ScraperWiki: Hacks and Hackers day, Manchester.

If you’re not familiar with scraperwiki it’s “all the tools you need for Screen Scraping, Data Mining & visualisation”.

These guys are working really hard at convincing Journos that data is their friend by staging a steady stream of events bringing together journos and programmers together to see what happens.

So I landed at NWVM’s offices to what seems like a mountain of laptops, fried food, coke and biscuits to be one of the judges of their latest hacks and hackers day in Manchester (#hhhmcr). I was expecting some interesting stuff. I wasn’t dissapointed.

The winners

We had to pick three prizes from the six of so projects started that day and here’s what we (Tom Dobson, Julian Tait and me)  ended up with.

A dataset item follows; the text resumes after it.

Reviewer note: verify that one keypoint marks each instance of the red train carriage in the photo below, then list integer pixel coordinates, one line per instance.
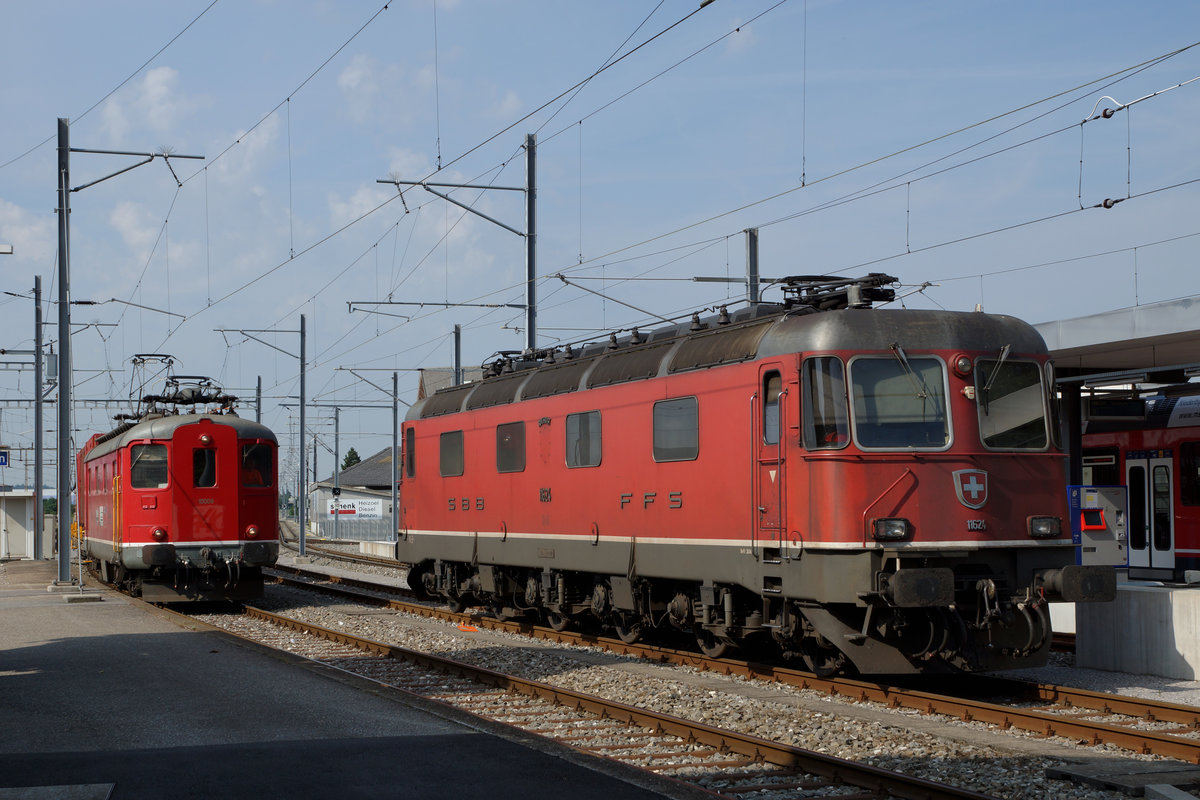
(181, 506)
(875, 489)
(1152, 446)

The three winners, in reverse order:

Quarternote: A website that would ‘scrape’ myspace for band information. The idea was that you could put a location and style of music in to the system and it would compile a line-up of bands.

A great idea (although more hacker than hack) and if I was a dragon I would consider investing. These guys also won the Scraperwiki ‘cup’ award for actually being brave enough to have a go at scraping data from Myspace. Apparently myspace content has less structure than custard! The collective gasps from the geeks in the room when they said that was what they wanted to do underlined that.

Second was Preston’s summer of spend.  Local councils are supposed to make details of any invoice over 500 pounds available, and many have. But many don’t make the data very useable.  Preston City council is no exception. PDF’s!

With a little help from Scraperwiki the data was scraped, tidied and put in a spreadsheet and then organised. It through up some fun stuff – 1000 pounds to The Bikini Beach Band! And some really interesting areas for exploration – like a single payment of over 80,000 to one person (why?) – and I’m sure we’ll see more from this as the data gets a good running through.  A really good example of how a journo and a hacker can work together.

The winner was one of number of projects that took the tweets from the GMP 24hr tweet experiment; what one group titled ‘Genetically modified police’ tweeting :). Enrico Zini and Yuwei Lin built a searchable GMP24 tweet database (and a great write up of the process) of the tweets which allowed searching by location, keyword, all kinds of things. It was a great use of the data and the working prototype was impressive given the time they had.

Credit should go to Michael Brunton-Spall of the Guardian into a useable dataset which saved a lot of work for those groups using the tweets as the raw data for their projects.

Other projects included mapping deprivation in manchester and a legal website that if it comes off will really be one to watch. All brilliant stuff.

Hacks and hackers we need you

Give the increasing amount of raw data that organisations are pumping out journalists will find themselves vital in making sure that they stay accountable. But I said in an earlier post that good journalists don’t need to know how to do everything, they just need to know who to ask.

The day proved to me and, I think to lots of people there,  that asking a hacker to help sort data out is really worth it.

I’m sure there will be more blogs etc about the day appearing over the next few days.

Thanks to everyone concerned for asking me along.